We’re back with another installment of Skincare Dictionary to make the ingredients list on your favorite products a little less scary. We'll be giving you the 4-11 on ingredients that seem more complex than brainstorming Drag Race mini-challenges, but truly are easier than your seventh-grade science homework. This time with beta hydroxy acids, otherwise known as BHAs.
The little sister to our previous topic, alpha hydroxy acids, BHAs are commonly used to also exfoliate the skin, but specifically, help to reduce any fine lines or wrinkles we may develop, both of those working together to create a smoother complexion without inflammation or irritation.
What’s the difference between AHAs and BHAs?
AHAs (such as such as glycolic or citric acid) are water-soluble chemicals that remove dead skin, and BHAs are oil-soluble exfoliants, allowing them to break through your skin barrier through sebaceous glands — or the glands under our skin that release oils. Can you believe that your bottle of Paula’s Choice 2% BHA Exfoliant does all of that?
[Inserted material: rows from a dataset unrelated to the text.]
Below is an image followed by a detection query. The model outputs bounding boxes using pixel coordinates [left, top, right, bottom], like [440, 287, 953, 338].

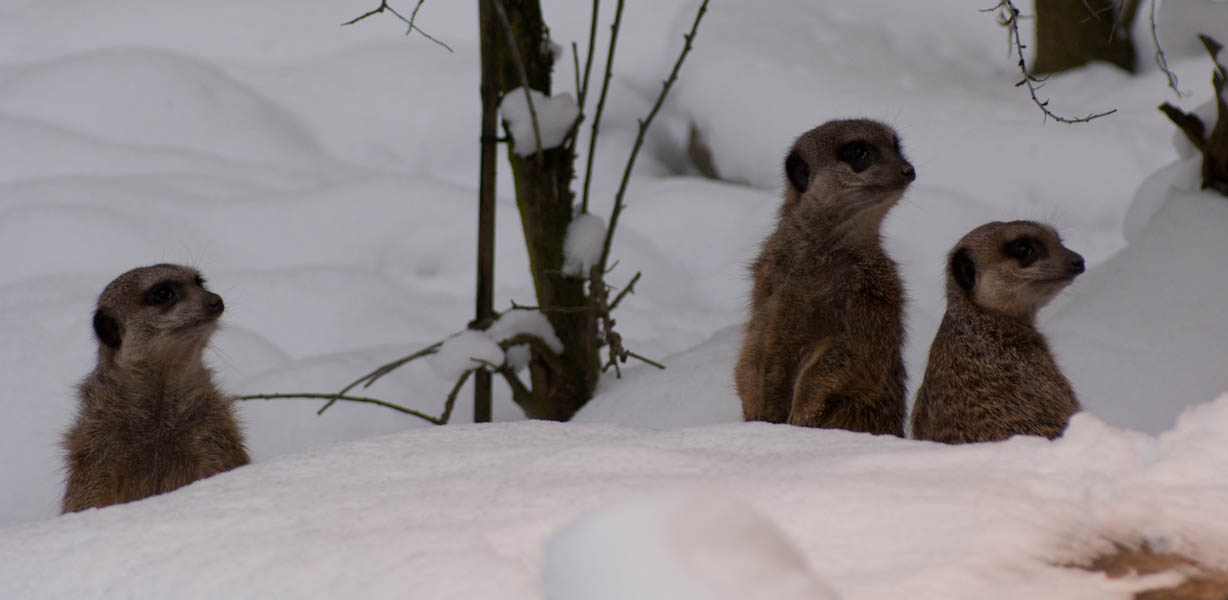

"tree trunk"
[480, 0, 600, 421]
[469, 0, 500, 423]
[1032, 0, 1138, 75]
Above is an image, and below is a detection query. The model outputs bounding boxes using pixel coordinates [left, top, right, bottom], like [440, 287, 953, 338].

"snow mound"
[542, 496, 836, 600]
[0, 49, 318, 163]
[426, 329, 503, 382]
[0, 395, 1228, 600]
[499, 87, 580, 156]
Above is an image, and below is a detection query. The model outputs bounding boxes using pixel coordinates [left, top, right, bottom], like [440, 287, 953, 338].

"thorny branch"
[580, 0, 628, 212]
[316, 341, 443, 415]
[1151, 0, 1186, 98]
[981, 0, 1117, 124]
[341, 0, 452, 52]
[589, 0, 712, 271]
[491, 0, 543, 156]
[588, 266, 666, 377]
[236, 393, 448, 425]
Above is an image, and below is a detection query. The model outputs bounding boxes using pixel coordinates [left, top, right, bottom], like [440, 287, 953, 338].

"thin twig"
[981, 0, 1117, 124]
[596, 0, 707, 272]
[440, 369, 478, 425]
[1151, 0, 1187, 98]
[626, 350, 666, 371]
[316, 341, 443, 415]
[341, 0, 453, 52]
[236, 393, 447, 425]
[571, 42, 585, 103]
[580, 0, 623, 212]
[490, 0, 543, 157]
[609, 271, 642, 313]
[572, 0, 602, 108]
[511, 301, 593, 314]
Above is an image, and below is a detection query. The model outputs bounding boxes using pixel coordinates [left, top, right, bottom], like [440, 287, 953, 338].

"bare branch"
[440, 369, 476, 425]
[609, 271, 642, 313]
[626, 350, 666, 371]
[572, 0, 602, 109]
[341, 0, 453, 52]
[580, 0, 623, 212]
[1151, 0, 1189, 98]
[316, 341, 443, 415]
[981, 0, 1117, 124]
[588, 0, 707, 271]
[235, 393, 447, 425]
[490, 0, 542, 156]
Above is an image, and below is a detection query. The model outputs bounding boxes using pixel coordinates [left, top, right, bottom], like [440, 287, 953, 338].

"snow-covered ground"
[0, 0, 1228, 599]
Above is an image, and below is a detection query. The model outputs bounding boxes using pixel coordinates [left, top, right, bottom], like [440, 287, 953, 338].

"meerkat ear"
[950, 248, 976, 291]
[93, 308, 120, 348]
[785, 150, 810, 193]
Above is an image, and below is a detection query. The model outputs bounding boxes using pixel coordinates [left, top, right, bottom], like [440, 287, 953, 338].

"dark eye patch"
[1002, 236, 1046, 267]
[950, 248, 976, 291]
[141, 280, 183, 307]
[785, 150, 810, 193]
[836, 140, 874, 173]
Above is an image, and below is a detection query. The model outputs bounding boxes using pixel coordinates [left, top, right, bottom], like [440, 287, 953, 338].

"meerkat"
[912, 221, 1084, 444]
[734, 119, 916, 437]
[61, 265, 249, 513]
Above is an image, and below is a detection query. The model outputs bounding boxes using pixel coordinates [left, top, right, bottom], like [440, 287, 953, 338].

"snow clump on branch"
[499, 87, 580, 156]
[562, 212, 605, 277]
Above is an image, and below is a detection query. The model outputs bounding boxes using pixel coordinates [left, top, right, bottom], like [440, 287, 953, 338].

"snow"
[542, 494, 836, 600]
[426, 329, 503, 382]
[562, 212, 605, 277]
[0, 398, 1228, 600]
[499, 87, 580, 156]
[0, 0, 1228, 599]
[486, 310, 562, 353]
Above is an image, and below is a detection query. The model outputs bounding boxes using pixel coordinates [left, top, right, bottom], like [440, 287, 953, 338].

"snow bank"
[499, 87, 580, 156]
[542, 496, 836, 600]
[426, 329, 503, 382]
[0, 396, 1228, 600]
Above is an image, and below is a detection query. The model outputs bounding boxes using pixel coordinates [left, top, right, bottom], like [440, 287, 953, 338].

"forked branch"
[981, 0, 1117, 124]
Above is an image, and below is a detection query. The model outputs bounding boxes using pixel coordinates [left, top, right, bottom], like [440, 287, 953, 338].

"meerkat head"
[785, 119, 916, 213]
[93, 264, 226, 364]
[947, 221, 1084, 323]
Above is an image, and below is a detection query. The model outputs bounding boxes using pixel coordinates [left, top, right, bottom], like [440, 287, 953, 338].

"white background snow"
[0, 0, 1228, 599]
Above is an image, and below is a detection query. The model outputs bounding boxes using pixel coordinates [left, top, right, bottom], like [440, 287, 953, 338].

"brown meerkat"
[734, 119, 916, 437]
[63, 265, 248, 513]
[912, 221, 1083, 444]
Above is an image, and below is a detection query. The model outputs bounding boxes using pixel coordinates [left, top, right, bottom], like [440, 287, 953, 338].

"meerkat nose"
[900, 163, 917, 182]
[205, 292, 226, 314]
[1071, 254, 1087, 275]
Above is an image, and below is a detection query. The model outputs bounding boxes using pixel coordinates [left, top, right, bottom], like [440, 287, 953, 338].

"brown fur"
[912, 221, 1083, 444]
[734, 119, 916, 437]
[1081, 544, 1228, 600]
[63, 265, 248, 513]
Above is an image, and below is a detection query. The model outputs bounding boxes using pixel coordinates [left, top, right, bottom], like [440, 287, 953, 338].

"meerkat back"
[734, 119, 916, 437]
[912, 221, 1083, 443]
[63, 265, 249, 512]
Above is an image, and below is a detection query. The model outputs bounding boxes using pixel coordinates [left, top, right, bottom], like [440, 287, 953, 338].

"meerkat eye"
[836, 140, 871, 173]
[1006, 238, 1036, 266]
[145, 283, 178, 306]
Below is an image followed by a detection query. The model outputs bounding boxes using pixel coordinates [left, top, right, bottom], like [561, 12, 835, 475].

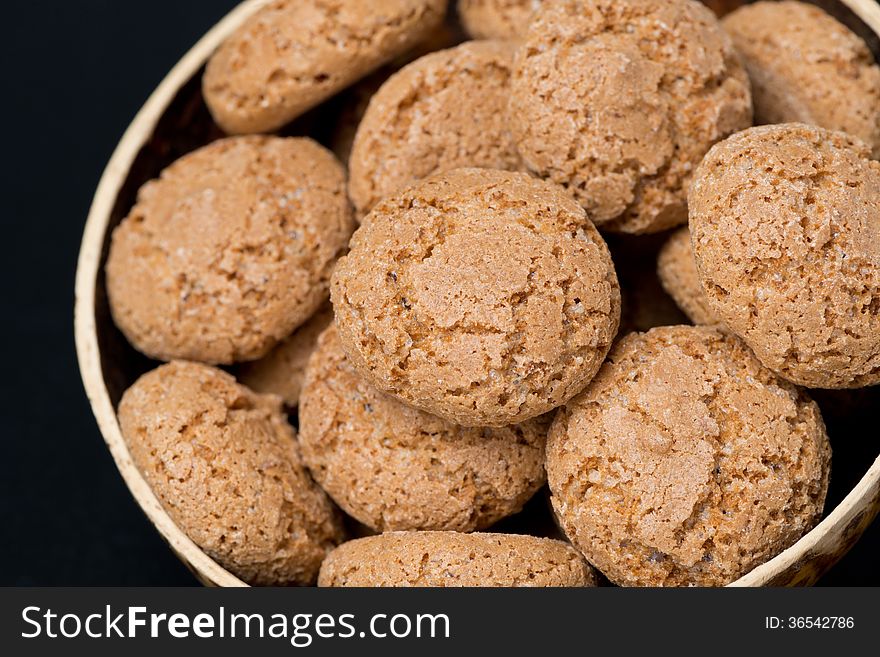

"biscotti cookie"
[318, 532, 596, 587]
[690, 123, 880, 388]
[457, 0, 542, 40]
[119, 361, 343, 585]
[509, 0, 752, 233]
[299, 326, 548, 531]
[202, 0, 446, 134]
[722, 1, 880, 157]
[546, 326, 831, 586]
[331, 169, 620, 426]
[106, 137, 354, 363]
[657, 227, 721, 324]
[348, 41, 520, 216]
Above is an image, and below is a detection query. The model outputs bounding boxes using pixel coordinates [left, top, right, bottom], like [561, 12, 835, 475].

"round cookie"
[119, 361, 343, 585]
[106, 136, 354, 363]
[690, 123, 880, 388]
[202, 0, 446, 134]
[722, 1, 880, 157]
[657, 227, 721, 324]
[331, 169, 620, 426]
[318, 532, 596, 587]
[299, 326, 549, 532]
[457, 0, 542, 40]
[509, 0, 752, 233]
[546, 326, 831, 586]
[348, 41, 520, 216]
[238, 302, 333, 407]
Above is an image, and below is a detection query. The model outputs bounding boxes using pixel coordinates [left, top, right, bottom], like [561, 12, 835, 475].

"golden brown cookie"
[318, 532, 596, 587]
[202, 0, 446, 134]
[299, 326, 548, 532]
[457, 0, 542, 40]
[348, 41, 520, 216]
[722, 1, 880, 157]
[331, 169, 620, 426]
[107, 137, 354, 363]
[509, 0, 752, 233]
[119, 361, 343, 584]
[547, 326, 831, 586]
[657, 227, 721, 324]
[690, 123, 880, 388]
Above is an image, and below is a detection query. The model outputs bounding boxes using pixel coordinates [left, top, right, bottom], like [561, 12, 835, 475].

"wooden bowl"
[75, 0, 880, 586]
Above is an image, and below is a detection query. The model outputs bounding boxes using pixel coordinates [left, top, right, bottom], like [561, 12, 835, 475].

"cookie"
[546, 326, 831, 586]
[509, 0, 752, 233]
[657, 227, 721, 324]
[457, 0, 542, 40]
[119, 361, 343, 585]
[318, 532, 596, 587]
[348, 41, 520, 216]
[331, 169, 620, 426]
[690, 123, 880, 388]
[299, 326, 548, 532]
[722, 1, 880, 158]
[106, 136, 354, 363]
[202, 0, 446, 134]
[238, 302, 333, 407]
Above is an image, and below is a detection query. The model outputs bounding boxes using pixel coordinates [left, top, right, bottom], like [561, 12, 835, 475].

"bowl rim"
[74, 0, 880, 587]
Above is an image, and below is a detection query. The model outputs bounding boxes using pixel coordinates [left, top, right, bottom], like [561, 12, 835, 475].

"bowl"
[74, 0, 880, 586]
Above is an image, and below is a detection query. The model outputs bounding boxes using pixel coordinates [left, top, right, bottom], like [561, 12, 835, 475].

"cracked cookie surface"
[331, 169, 620, 426]
[690, 123, 880, 388]
[722, 1, 880, 158]
[318, 532, 596, 587]
[106, 136, 354, 364]
[119, 361, 343, 585]
[299, 326, 549, 532]
[509, 0, 752, 233]
[546, 326, 831, 586]
[349, 41, 520, 216]
[202, 0, 446, 134]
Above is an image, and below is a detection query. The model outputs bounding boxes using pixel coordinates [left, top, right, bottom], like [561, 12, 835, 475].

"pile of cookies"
[106, 0, 880, 586]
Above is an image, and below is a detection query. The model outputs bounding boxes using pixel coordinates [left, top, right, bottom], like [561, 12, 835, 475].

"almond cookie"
[331, 169, 620, 426]
[202, 0, 446, 134]
[458, 0, 542, 40]
[348, 41, 520, 216]
[107, 136, 354, 363]
[119, 361, 343, 585]
[238, 302, 333, 407]
[547, 326, 831, 586]
[657, 227, 721, 324]
[510, 0, 752, 233]
[318, 532, 596, 587]
[722, 1, 880, 157]
[690, 123, 880, 388]
[299, 326, 548, 532]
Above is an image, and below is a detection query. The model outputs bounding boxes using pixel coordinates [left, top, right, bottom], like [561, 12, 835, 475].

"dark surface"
[0, 0, 880, 585]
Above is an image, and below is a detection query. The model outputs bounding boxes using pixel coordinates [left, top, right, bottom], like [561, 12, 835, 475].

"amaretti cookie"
[722, 0, 880, 157]
[237, 301, 333, 407]
[202, 0, 446, 134]
[331, 169, 620, 426]
[299, 326, 549, 531]
[349, 41, 520, 216]
[509, 0, 752, 233]
[318, 532, 596, 587]
[119, 361, 343, 585]
[546, 326, 831, 586]
[106, 136, 354, 363]
[457, 0, 542, 41]
[657, 227, 721, 324]
[690, 124, 880, 388]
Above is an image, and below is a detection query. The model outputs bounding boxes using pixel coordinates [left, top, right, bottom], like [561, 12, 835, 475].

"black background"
[0, 0, 880, 585]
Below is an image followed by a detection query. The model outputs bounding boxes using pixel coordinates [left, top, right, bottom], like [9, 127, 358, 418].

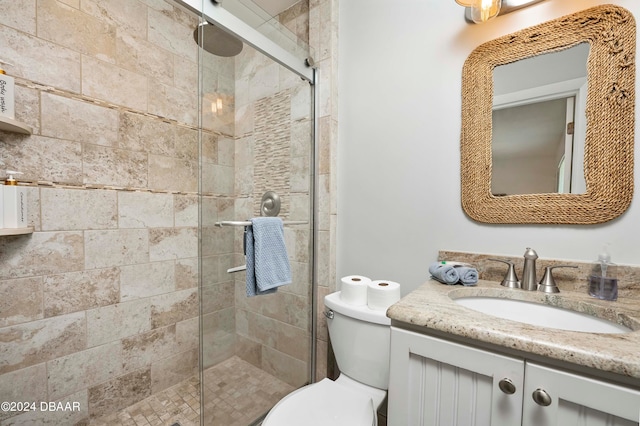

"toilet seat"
[262, 379, 378, 426]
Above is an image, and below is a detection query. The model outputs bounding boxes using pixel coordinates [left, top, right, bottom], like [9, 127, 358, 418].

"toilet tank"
[324, 292, 391, 390]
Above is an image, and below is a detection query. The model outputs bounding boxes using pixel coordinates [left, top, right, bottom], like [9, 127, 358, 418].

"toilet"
[262, 292, 391, 426]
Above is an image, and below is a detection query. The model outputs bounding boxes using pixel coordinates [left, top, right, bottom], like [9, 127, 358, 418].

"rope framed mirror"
[460, 5, 636, 224]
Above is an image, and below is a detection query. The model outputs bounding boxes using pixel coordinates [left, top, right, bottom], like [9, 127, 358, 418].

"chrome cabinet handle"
[498, 377, 516, 395]
[531, 388, 551, 407]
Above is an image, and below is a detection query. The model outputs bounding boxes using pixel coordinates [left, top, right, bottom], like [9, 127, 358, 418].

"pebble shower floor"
[89, 356, 294, 426]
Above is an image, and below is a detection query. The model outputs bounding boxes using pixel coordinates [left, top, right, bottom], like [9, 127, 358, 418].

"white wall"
[337, 0, 640, 294]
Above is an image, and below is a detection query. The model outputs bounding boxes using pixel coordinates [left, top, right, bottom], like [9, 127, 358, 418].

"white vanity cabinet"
[388, 327, 640, 426]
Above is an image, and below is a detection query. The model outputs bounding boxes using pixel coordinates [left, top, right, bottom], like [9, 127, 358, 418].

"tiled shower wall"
[229, 42, 312, 386]
[0, 0, 234, 425]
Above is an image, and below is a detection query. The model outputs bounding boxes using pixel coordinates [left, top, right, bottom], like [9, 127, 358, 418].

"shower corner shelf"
[0, 117, 32, 135]
[0, 226, 33, 237]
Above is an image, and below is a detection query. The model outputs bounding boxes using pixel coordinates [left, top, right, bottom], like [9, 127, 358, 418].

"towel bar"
[214, 220, 309, 227]
[227, 265, 247, 274]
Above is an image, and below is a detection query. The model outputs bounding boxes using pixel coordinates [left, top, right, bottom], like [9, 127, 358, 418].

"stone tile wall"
[0, 0, 235, 426]
[222, 36, 312, 387]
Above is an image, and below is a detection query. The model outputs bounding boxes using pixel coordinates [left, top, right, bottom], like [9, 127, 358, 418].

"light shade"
[468, 0, 502, 24]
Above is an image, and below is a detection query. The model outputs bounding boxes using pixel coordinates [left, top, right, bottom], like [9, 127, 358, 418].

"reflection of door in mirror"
[491, 43, 589, 196]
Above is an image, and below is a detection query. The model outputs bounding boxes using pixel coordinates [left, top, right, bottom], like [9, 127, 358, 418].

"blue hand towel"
[456, 266, 478, 286]
[244, 217, 291, 296]
[429, 262, 460, 285]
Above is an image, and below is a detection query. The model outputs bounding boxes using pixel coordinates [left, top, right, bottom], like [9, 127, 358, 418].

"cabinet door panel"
[389, 328, 524, 426]
[522, 362, 640, 426]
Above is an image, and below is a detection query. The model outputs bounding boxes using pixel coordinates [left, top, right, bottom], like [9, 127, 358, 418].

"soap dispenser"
[2, 170, 27, 228]
[589, 246, 618, 300]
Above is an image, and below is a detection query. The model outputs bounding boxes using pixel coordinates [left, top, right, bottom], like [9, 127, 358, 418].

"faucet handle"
[538, 265, 577, 293]
[487, 259, 520, 288]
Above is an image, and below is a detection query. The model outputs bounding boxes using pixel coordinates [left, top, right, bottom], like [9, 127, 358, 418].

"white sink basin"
[454, 296, 633, 333]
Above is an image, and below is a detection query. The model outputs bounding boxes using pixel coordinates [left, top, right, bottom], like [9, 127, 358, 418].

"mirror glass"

What are some examples of BHAs?
We’re so glad you asked. Some examples of acids that fall under the BHA category are the notorious salicylic acid, tropic acid, and trethocanic acid. Salicylic acid, something your dermatologist has probably repeated more times than you can count, is found in products such as CeraVe’s Acne Control Cleanser, Peace Out Acne’s Salicylic Acid Treatment, and The Ordinary’s 2% Salicylic Acid Serum. It works specifically to reduce any redness or irritation on the surface of the skin, shedding any problematic dead skin cells.
So, what do we use these for? Let’s ask an expert.
Dr. Chang is back, thank God! She lays down the need-to-know details on BHAs so we can understand without going to dermatology school.
“Because they are oil-soluble, they can penetrate deeper into the pores to help reduce clogged pores and comedones. BHAs are great for those with acne-prone or oily skin.” Utilize BHAs to get that extra-clean feeling, especially with the summertime coming up, with long days at the beach and more dirt on and in your face than you can even imagine!
Anything to steer clear of?
Beware of combining BHAs with Vitamin C or Retinol. Both can lead to over-exfoliation or irritation, causing a burning sensation both on the skin and underneath. However, mixing these by applying one in the evening and one in the morning is a safe practice to do both.
As we said before, always remember to use SPF, especially with ingredients that may strip the base layer of the skin and exfoliate.